Current Issues of Pharmacy and Medical Sciences

BMI in patients with obstructive sleep apnea

Curr Issues Pharm Med Sci., Vol. 28, No. 4, Pages 244-246

Magdalena Dobrowolska-Zarzycka1, Izabella Dunin-Wilczynska1, Iwona Mitura2,  3*

1 Chair and Department of Jaw Orthopaedics, Medical University of Lublin, Poland
2 Dental Office, Lubartów, Poland
3 Chair and Department of Paedodontics, Medical University of Lublin, Karmelicka 7, Lublin 20-081, Poland

DOI: 10.1515/cipms-2015-0080


Obstructive sleep apnea (OSA) is a disease of multicasual etiology. The risk factors include obesity, among other issues. Hence, it is extremely important to determine the effect of body weight on the severity of OSA. The aim of the study was to evaluate the influence of the body weight expressed as body mass index (BMI), on the value of upper airways diameter and on the AHI (Apnea-Hypopnea Index) value. The study was comprised of 41 patients diagnosed with OSA by way of polysomnography.
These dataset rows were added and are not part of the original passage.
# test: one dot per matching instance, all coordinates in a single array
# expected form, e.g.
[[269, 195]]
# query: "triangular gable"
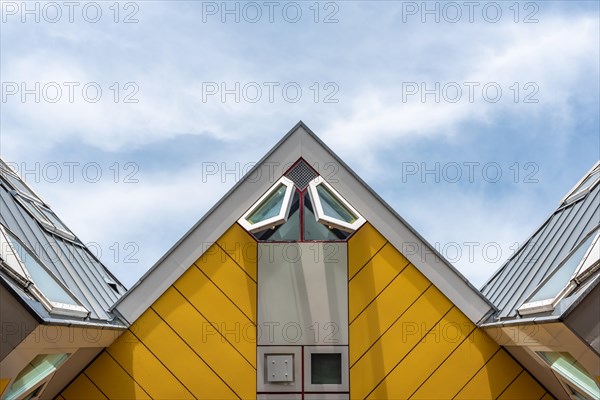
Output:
[[301, 142]]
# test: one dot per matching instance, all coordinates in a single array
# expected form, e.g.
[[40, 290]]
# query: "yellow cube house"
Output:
[[301, 283]]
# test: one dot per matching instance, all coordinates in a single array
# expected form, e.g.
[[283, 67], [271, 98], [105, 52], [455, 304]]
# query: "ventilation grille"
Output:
[[301, 174]]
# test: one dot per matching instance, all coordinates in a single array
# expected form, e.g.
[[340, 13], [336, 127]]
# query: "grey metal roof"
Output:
[[69, 261], [301, 142], [514, 281]]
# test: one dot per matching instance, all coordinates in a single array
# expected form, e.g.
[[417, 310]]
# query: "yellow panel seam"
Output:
[[93, 383], [446, 359], [216, 328], [394, 323], [368, 261], [196, 353], [380, 292], [159, 360], [220, 290], [132, 378], [476, 372], [510, 384], [235, 262], [410, 351]]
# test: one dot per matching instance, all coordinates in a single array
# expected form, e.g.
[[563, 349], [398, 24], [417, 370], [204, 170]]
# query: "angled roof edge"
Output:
[[560, 207], [300, 141]]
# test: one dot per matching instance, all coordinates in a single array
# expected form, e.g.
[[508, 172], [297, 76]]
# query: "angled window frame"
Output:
[[53, 307], [582, 271], [584, 186], [7, 173], [281, 216], [318, 207], [581, 383], [41, 212], [36, 388]]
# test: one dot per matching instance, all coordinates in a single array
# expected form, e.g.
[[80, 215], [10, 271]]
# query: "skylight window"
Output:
[[579, 264], [583, 187], [331, 208], [574, 373], [45, 216], [40, 368], [15, 181], [271, 209], [45, 288]]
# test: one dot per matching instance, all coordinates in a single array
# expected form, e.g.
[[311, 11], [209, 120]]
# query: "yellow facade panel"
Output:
[[3, 384], [373, 278], [82, 388], [387, 308], [179, 358], [492, 379], [397, 342], [112, 380], [459, 367], [231, 279], [362, 246], [241, 247], [523, 388], [135, 358], [199, 334], [427, 355], [218, 309]]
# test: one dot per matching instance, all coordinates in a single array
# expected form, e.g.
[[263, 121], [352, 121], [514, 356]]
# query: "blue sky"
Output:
[[395, 88]]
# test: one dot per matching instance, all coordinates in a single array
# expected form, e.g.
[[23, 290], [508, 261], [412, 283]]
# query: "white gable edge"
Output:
[[301, 142]]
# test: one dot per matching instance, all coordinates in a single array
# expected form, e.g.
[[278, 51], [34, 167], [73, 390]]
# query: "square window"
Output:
[[326, 369], [279, 367]]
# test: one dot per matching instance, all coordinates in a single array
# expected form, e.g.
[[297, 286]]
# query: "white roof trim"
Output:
[[301, 142]]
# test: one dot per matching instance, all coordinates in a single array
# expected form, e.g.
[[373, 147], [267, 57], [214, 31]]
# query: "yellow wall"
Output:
[[407, 340], [196, 341]]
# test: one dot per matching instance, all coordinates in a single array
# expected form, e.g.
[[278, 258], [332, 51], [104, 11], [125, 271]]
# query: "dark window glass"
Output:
[[326, 369]]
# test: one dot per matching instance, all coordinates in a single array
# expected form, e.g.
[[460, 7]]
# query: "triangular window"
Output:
[[301, 206], [331, 208], [271, 209]]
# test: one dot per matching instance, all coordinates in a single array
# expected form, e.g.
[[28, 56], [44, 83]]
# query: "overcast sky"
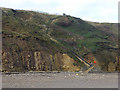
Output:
[[91, 10]]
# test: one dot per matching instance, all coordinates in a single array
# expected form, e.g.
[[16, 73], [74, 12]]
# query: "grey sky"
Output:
[[91, 10]]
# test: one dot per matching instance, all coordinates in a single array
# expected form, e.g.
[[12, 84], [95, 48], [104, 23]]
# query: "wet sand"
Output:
[[60, 80]]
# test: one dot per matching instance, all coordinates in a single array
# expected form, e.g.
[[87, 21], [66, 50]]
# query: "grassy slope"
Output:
[[39, 29]]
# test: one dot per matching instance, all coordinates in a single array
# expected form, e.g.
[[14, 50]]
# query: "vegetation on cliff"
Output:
[[39, 41]]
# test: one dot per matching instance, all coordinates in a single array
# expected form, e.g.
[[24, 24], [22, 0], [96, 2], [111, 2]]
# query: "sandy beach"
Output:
[[60, 80]]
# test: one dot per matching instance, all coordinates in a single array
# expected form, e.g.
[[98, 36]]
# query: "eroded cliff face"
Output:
[[37, 61]]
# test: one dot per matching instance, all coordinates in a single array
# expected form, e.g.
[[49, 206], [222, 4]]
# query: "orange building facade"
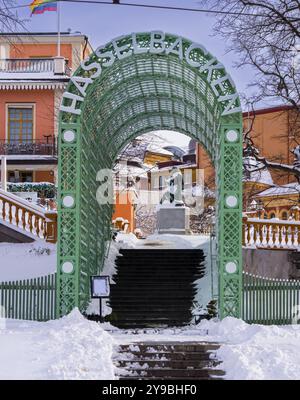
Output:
[[32, 80]]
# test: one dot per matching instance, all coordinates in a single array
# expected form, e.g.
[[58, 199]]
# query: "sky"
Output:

Each patient was first examine via a lateral cephalometric image of the skull, which served to measure the upper and lower diameter of the upper airways. BMI was also calculated for each patient. Statistical analysis was carried out in accordance with Pearson's correlation coefficient test. Our work demonstrated a negative correlation between BMI and the diameter of the upper airways, and a positive correlation between BMI and AHI value. We thus put forward that the increase in body weight in patients with OSA can contribute to the severity of the disease, regardless of the fact that it may not lead to a reduction of the lumen of the upper airways. 


Full text


obstructive sleep apnea, cephalometric analysis, upper airways, body mass index.